How the security culture has burdened women

Natalie Fixmer-Oraiz shows how the post-9/11 US has intensified control of women’s bodies.
January 23, 2020

A few months ago, my child sang at our town’s commemoration of the events of September 11, 2001. I stood with a large crowd on the lawn of city hall, listened as the children sang “God Bless America,” and tried to quiet my raging inner monologue. All of the invited clergy were older men, and all who prayed aloud did so in the name of Jesus. The rhetoric was as simplistic as it was in those first days and months after 9/11, the lack of critical reflection all the more glaring in light of the many years that have passed and how massive a failing the wars on terror proved to be. It seemed we’ve learned nothing in the intervening years.

In Homeland Maternity, Natalie Fixmer-Oraiz details the particular ways in which the 9/11 attacks have shaped United States culture and intensified already established means of regulating women’s bodies. Her vivid, cogent argument posits that in the decades since 2001 women’s reproductive lives have been increasingly co-opted by “security culture.” In an era labeled as a “time of crisis,” the state’s interest in women’s bodies overrules women’s agency and the demands of justice.

In four related case studies, Fixmer-Oraiz describes how women are variously affected by the new reproductive regime. White professional women are encouraged to freeze their eggs and to secure their fertility as a source of their value over and above their individuality or vocation. Poorer women of color are castigated for bearing children “they can’t afford” and subjected to a host of racist, classist narratives that persist largely uncritiqued.

Critiques of “emergency contraception” are filled with misinformation, Fixmer-Oraiz shows, but they still flourish within “family values” politics that stresses sexual abstinence. Women’s access to medical treatment is considered less significant than the regulation of women’s sexual desires and practices. If emergency contraception is readily available, representatives of the reproductive regime often ask, what is to prevent women from having all the sex they want? (It bears repeating that emergency contraceptives only prevent pregnancy and are not the same as medically induced abortions.) 

The fourth case study takes up media representations of teen pregnancy, particularly among white teenagers. Fixmer-Oraiz examines the ways adoption is posited as the only moral and tenable choice for a teen mother.

Fixmer-Oraiz carefully reveals both the unseen threads that tie together the disparate experiences of women in the United States and the broader political landscape. Despite vast differences in privilege, access, age, and context, American women hear remarkably similar things: A woman’s worth lies in her mothering, but not all women should be mothers. A pregnant woman’s life is separate from that of the child she carries and she cannot be trusted to act in the best interest of the pregnancy; at the same time, she is responsible for all risks posed to her offspring both in utero and after birth. We live in a time of ongoing emergency and endless war, so the rights, desires, and agency of individual women must be sacrificed for the greater good.

Standing at the 9/11 remembrance, I thought of how much has changed since 2001—and how much hasn’t changed at all. A woman can ostensibly purchase emergency contraception over the counter in many states, but only if her pharmacist doesn’t have a personal objection to stocking or selling it. Ohio recently passed a bill suggesting that ectopic pregnancies must be “reimplanted” or doctors will face prosecution. This is a medical impossibility. Fixmer-Oraiz details the cultural, political, and rhetorical forces that contribute to this type of legislation that, while absurd, frequently leads to tragedy for women, particularly those who are already marginalized.

Homeland Maternity touches on some of the ramifications of the evangelical purity culture that rapidly gained power and influence in the late ’90s and first decade of this century, but otherwise religious voices are largely missing. This is not an oversight on the author’s part, however, but a reflection of the mainline church’s failure to address issues of women’s health, agency, and personhood in a misogynistic culture.
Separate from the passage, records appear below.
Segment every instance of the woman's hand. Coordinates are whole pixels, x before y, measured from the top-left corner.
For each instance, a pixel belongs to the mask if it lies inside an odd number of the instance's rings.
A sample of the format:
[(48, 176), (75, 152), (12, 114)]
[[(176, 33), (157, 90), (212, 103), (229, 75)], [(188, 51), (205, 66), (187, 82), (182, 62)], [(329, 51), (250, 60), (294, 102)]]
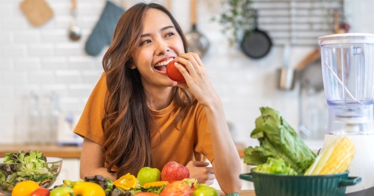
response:
[[(206, 69), (197, 54), (183, 53), (174, 60), (176, 62), (175, 67), (186, 80), (186, 83), (178, 83), (178, 87), (188, 88), (197, 101), (204, 106), (219, 99), (209, 81)], [(178, 63), (184, 65), (186, 68)]]
[(206, 167), (209, 165), (207, 162), (189, 161), (186, 167), (190, 171), (190, 178), (196, 178), (197, 183), (200, 184), (205, 183), (208, 185), (213, 184), (215, 175), (212, 168)]

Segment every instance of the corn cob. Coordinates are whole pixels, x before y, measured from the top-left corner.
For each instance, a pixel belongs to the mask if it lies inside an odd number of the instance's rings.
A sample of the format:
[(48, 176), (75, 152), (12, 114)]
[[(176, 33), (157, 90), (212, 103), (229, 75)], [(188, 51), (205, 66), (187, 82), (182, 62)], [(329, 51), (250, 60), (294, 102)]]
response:
[(355, 144), (347, 137), (339, 137), (316, 159), (304, 175), (332, 174), (345, 172), (355, 154)]

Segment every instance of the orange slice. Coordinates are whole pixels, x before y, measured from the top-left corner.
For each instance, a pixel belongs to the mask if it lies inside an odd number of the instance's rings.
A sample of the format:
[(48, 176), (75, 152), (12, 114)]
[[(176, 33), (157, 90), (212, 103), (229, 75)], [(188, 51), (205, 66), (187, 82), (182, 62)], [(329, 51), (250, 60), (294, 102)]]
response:
[(137, 178), (134, 175), (130, 174), (130, 173), (128, 173), (113, 182), (113, 184), (116, 186), (125, 190), (135, 189), (137, 183)]

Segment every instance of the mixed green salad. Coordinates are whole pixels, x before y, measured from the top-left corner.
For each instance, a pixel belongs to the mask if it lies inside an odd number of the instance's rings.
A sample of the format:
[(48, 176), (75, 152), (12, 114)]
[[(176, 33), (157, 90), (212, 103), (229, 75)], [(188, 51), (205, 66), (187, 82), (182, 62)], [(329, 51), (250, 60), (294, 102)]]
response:
[(37, 150), (23, 152), (20, 150), (5, 154), (0, 163), (0, 190), (11, 191), (17, 183), (26, 180), (46, 188), (57, 177), (59, 164), (46, 163), (46, 158)]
One of the greatest strengths of the book is the way Fixmer-Oraiz shows how burdens on women vary according to social location. Most of my parishioners have never struggled to get the reproductive care they need. They may not see the ways in which women are asked to carry the burdens and responsibility for protecting families and raising children—and are routinely shamed for challenging such expectations. They might not be aware that in our ill-fated attempts to find security we are regulating marginalized women and robbing them of agency.
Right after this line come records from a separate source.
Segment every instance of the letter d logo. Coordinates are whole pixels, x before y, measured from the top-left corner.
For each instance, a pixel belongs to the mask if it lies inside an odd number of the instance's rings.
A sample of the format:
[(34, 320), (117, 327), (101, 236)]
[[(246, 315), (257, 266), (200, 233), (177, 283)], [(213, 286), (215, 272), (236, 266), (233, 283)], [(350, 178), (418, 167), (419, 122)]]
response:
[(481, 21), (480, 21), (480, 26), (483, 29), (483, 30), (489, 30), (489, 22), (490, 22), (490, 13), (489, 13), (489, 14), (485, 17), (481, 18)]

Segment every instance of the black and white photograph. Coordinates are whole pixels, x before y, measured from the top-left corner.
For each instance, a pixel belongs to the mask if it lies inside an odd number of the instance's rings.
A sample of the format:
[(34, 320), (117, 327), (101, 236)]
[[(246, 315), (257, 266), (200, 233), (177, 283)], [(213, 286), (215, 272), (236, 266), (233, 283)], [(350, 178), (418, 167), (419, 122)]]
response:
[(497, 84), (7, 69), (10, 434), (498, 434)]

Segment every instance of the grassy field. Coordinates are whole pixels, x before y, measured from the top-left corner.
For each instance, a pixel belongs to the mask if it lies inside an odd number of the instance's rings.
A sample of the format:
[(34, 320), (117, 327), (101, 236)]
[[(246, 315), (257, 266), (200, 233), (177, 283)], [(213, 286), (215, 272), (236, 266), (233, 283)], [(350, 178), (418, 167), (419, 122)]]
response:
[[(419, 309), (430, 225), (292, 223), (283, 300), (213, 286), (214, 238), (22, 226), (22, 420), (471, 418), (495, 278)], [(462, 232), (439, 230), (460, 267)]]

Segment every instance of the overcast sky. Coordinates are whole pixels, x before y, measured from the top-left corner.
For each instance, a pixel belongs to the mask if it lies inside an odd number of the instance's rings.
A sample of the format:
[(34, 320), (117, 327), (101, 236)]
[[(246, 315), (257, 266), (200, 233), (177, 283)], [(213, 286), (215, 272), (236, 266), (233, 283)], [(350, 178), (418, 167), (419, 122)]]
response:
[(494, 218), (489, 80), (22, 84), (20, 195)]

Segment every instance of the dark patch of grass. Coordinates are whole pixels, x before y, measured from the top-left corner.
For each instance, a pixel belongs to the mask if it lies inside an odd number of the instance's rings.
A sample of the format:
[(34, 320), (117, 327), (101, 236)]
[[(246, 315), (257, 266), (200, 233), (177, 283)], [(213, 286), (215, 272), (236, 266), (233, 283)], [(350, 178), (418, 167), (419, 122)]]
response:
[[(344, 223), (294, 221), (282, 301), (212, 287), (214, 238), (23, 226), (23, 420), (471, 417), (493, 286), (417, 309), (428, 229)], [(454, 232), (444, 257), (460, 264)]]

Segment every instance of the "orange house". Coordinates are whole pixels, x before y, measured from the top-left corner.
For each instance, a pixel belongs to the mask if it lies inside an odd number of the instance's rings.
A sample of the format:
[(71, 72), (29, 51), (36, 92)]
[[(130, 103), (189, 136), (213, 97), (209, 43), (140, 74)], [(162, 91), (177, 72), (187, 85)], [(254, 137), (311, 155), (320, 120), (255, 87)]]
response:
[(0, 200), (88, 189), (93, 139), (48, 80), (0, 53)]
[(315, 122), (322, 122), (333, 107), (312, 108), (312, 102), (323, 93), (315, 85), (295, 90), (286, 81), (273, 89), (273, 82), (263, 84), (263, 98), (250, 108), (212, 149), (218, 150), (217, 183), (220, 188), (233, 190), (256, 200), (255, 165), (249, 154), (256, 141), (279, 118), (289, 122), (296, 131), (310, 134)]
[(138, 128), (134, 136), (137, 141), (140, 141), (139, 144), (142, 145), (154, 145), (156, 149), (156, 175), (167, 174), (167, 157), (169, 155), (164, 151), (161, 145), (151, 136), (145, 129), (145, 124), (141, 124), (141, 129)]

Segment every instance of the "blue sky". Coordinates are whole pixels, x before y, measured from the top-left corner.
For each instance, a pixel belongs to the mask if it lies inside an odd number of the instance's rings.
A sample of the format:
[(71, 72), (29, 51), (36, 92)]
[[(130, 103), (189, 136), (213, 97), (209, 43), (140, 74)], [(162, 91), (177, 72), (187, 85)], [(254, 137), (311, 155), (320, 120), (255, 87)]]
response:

Despite the devastating picture Home­­land Maternity paints, it provides glimpses of hope. Above all, we need legislative strategies and health-care reform. We can move toward those goals, Fixmer-Oraiz believes, by changing the stories we tell or even simply by reconsidering how we tell them. Do we believe an unwed Judean teenager can be a God-bearer? Do we believe anything good can come out of Nazareth, or Central America, or impoverished urban neighborhoods? Fixmer-Oraiz reminds us that the dominant narratives, especially narratives about women, are not always accurate. There are better stories we could be telling.

A version of this article appears in the print edition under the title “Women’s agency since 9/11.”